L’objectif du gouvernement canadien est de faire passer à 90 pour cent d’ici 2030 le pourcentage d’électricité provenant d’énergies propres. Cette proportion est actuellement de 80 pour cent.

En confirmant son intention de tourner progressivement le dos au charbon, le Canada emboîte le pas à des pays comme la France, le Royaume-Uni, l’Autriche ou encore le Danemark, a fait remarquer Catherine McKenna.

La ministre dit ne pas s’inquiéter outre mesure du fait qu’au sud de la frontière, le président désigné des États-Unis, le climatosceptique Donald Trump, semble avoir l’intention d’emprunter un chemin diamétralement opposé, ayant promis d’accroître la production de charbon.

«Nous considérons cela comme une énorme opportunité pour le Canada. (…) C’est une opportunité d’exportation (d’électricité) vers les États-Unis», a-t-elle offert, soutenant que le secteur privé est pleinement conscient que l’avenir est à la décarbonisation.

Cet avis est partagé par les représentants des groupes environnementaux et du milieu de la santé qui avaient convergé vers Ottawa, lundi, justement pour interpeller la ministre McKenna sur l’élimination progressive des centrales d’électricité au charbon.

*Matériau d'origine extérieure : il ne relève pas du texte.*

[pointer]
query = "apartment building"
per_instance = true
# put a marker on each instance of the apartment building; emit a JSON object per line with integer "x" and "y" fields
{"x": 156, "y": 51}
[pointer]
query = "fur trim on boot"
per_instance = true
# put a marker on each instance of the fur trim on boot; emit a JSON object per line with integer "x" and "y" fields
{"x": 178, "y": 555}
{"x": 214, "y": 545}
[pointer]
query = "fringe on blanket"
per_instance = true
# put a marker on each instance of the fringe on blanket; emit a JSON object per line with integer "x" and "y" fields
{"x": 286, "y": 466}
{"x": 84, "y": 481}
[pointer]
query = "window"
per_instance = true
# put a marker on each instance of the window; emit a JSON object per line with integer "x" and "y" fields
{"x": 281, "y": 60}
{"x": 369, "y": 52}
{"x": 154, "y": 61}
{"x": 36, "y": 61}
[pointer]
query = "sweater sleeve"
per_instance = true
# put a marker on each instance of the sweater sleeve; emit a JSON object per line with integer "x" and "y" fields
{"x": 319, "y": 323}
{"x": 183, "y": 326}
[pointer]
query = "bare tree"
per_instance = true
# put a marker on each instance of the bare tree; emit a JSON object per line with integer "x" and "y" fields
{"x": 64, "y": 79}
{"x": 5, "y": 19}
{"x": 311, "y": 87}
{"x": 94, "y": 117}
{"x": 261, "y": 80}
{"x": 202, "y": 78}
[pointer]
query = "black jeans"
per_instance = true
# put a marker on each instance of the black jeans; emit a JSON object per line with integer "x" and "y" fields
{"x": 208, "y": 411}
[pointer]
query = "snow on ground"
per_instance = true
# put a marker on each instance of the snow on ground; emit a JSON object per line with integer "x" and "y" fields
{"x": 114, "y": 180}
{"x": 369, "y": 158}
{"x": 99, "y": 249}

«C’est une tendance mondiale dont le Canada peut seulement espérer faire partie», a résumé en conférence de presse au parlement le docteur Joe Vipond, de l’Association canadienne des médecins pour l’environnement (ACME).

Les 35 centrales au charbon canadiennes rejettent actuellement environ 10 pour cent des émissions totales de GES au pays. Le plan annoncée lundi, qui équivaut au retrait de 1,3 million de voitures de la circulation, fera baisser les émissions de plus de 5 mégatonnes d’ici 2030.

Mme McKenna a dévoilé ce nouveau volet de la stratégie fédérale à un peu moins de trois semaines d’une rencontre entre le premier ministre Justin Trudeau et ses homologues provinciaux, les 8 et 9 décembre prochain. L’un des principaux objectifs de cette réunion est l’adoption d’un plan d’action pancanadien sur le climat.

Le plus récalcitrant des premiers ministres du pays en matière de lutte aux changements climatiques, Brad Wall, de la Saskatchewan, a accusé le gouvernement Trudeau d’agir sans consulter dans le dossier des centrales au charbon comme dans celui du prix sur le carbone.

Il a assuré que son gouvernement étudierait l’impact économique et environnemental du plan présenté lundi tout en prévenant que la Saskatchewan «n’appuiera aucun accord à la réunion de décembre à moins que l’on retire la proposition d’une taxe fédérale sur le carbone».

Dans les autres provinces qui exploitent toujours des centrales au charbon, la réception a été plus positive.

Du côté de l’Alberta, la ministre de l’Environnement y a vu une preuve que le virage annoncé par le gouvernement néo-démocrate était le bon. Au Nouveau-Brunswick, on a salué le «leadership» et la «flexibilité» du gouvernement de Justin Trudeau.

Le gouvernement néo-écossais s’est pour sa part réjoui du sursis que lui a accordé le gouvernement fédéral. En vertu d’une entente de principe conclue avec Ottawa, les centrales de la province pourront demeurer ouvertes au-delà de 2030. En échange, la Nouvelle-Écosse a accepté de mettre sur pied un système de plafonnement et d’échange de droits d’émissions de GES.

À la Fondation David Suzuki, on a bien accueilli le plan McKenna, «mais on aurait préféré que le gouvernement fédéral ne permette pas des échappatoires pour maintenir les centrales au charbon ouvertes (au-delà de 2030)», a précisé son directeur pour le Québec, Karel Mayrand.

Le député néo-démocrate Charlie Angus a fait écho à ces propos en point de presse dans le foyer des Communes, lundi après-midi, reprochant aux libéraux de n’avoir pas accouché d’un plan plus strict. «Les centrales au charbon doivent fermer. Nous avons besoin d’un réel engagement ferme du gouvernement fédéral», a-t-il fait valoir.